Pedro Salgueiro
O olhar
Quem me conhece
bem sabe que eu tenho uma obsessão pelo olhar. E vivo dizendo que o
olho é o caminho mais curto da alma para tudo que está aqui fora, no
mundo vivido; mas nem sempre foi assim — houve um tempo em que ele
significava o mesmo que o olfato, o gosto e outros sentidos
vulgares.
E se hoje não
consigo mais olhar alguém nos olhos, não é por fraqueza... essa
covardia comum a qualquer indivíduo medroso, e sim uma espécie de
medo que me consome desde a juventude.
Descobri o
poder de um olhar no dia mais infeliz da minha vida. Explico: desde
a mocidade eu planejava uma vingança contra um sujeito que bateu no
rosto de meu pai, em meio a uma discussão besta, por causa de não
sei que teima. Era uma tarde morta, triste — daquelas em que os
únicos barulhos ouvidos eram os gritos de crianças, vindos com o
vento de um bairro distante. Lembro como fosse hoje, no entanto já
se passaram setenta anos desde aquela tarde.
Começaram
conversando baixo, depois as vozes foram aumentando, até silenciarem
com um tabefe seco, que meu pai engoliu fundo, baixou a vista,
apanhou o chapéu do chão... e eu fui seguindo seus passos de longe
(nunca o caminho de nossa casa fora tão longo): desde este dia nunca
mais foi o mesmo, e até o último instante de sua vida ele jamais
haveria de levantar a vista — morreu com os olhos baixos, como se
fosse (desde aquela maldita tarde) indigno de olhar os outros nos
olhos.
No dia de sua
morte jurei para mim mesmo que o responsável por tudo aquilo pagaria
com a vida pelo que fizera. Planejei durante muito tempo, teria de
ser uma ocasião singular; não poderia acontecer rápido, exigir a uma
ocasião especial. Levei quarenta anos estudando a situação, e por
várias vezes estive lado a lado com ele, só eu o conhecendo; vezes
houve em que trocamos algumas palavras; depois o perdi de vista por
quase dez anos. Eu não tinha pressa, estava certo de que logo ele
estaria em minhas mão, inevitavelmente.
Um dia eu soube
através de um tio que continuava residindo no vilarejo de minha
infância que o meu desafeto regressara para passar os últimos dias
de sua velhice na terra natal.
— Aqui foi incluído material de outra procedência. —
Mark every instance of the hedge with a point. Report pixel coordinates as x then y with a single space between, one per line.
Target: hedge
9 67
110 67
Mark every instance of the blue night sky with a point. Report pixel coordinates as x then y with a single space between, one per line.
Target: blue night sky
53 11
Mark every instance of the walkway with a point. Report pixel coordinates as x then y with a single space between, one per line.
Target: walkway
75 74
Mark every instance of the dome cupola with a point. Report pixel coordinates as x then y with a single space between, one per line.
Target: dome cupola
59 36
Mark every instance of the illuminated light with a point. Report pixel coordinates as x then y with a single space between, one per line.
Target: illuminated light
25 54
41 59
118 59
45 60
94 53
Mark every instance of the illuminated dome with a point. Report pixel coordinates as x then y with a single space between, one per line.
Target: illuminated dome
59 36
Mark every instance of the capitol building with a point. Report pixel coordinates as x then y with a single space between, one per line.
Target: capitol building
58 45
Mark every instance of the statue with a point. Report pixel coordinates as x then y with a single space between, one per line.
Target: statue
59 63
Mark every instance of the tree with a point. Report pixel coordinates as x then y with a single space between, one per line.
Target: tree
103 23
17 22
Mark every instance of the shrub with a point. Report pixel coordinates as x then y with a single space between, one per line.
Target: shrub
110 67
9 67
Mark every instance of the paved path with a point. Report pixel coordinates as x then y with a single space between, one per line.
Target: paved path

Havia chegado a hora, não poderia
deixar para depois, era agora ou nunca. Convenci minha esposa e os
filhos já rapazes de que precisava ir ajudar a família em uma
questão de terras, mas que logo estaria de volta a casa.
Cheguei pela
manhã, no primeiro trem — e foi como se a vida toda desfilasse em
minha mente, as idéias tornavam—se confusas: o passado e o presente
se misturavam como se fosse em um sonho. Passei o resto da manhã
meio perdido, não conseguia reconhecer ninguém. Da janela da
hospedaria fiquei esperando a saída dele para um passeio, e que
fosse à tarde, do jeitinho de outrora.
Quando ele
despontou na esquina da farmácia já era boquinha da noite. Eu me
aproximei: olhei-o nos olhos, bem fundo, puxei vagarosamente a faca
e, quando notei que o seu olhar me reconhecia (tive certeza disso),
afundei-a toda em seu peito, depois outra e mais outra. Da surpresa
inicial de seus olhos passou para não mais reagir tentando se
proteger com as mãos, agora aceitava tudo parado a me olhar
tristemente - as feições de surpresa e dor deram lugar a uma calma
superior, quase arrogante. Olhou-me bem fundo. Neste instante meu
braço jazia parado no ar, um último golpe inútil fora contido por
aqueles olhos. E o que vi em seguida, teria preferido a morte, um
simples olhar sereno, mais forte que toda a minha raiva guardada, um
único olhar que eu jamais vira em toda a minha vida, um olhar de
quem não estava mais neste mundo, um olhar que (com certeza) nunca
mais me dará paz nesta vida. Fugi como o diabo foge da cruz, depois
me apresentei com advogado e cumpro (em parte devido à idade) a pena
em domicílio; porém sinto que já não vivo depois daquele olhar. E
desde aquele dia não levanto a vista, pois não sou mais digno de
olhar para mais ninguém neste mundo.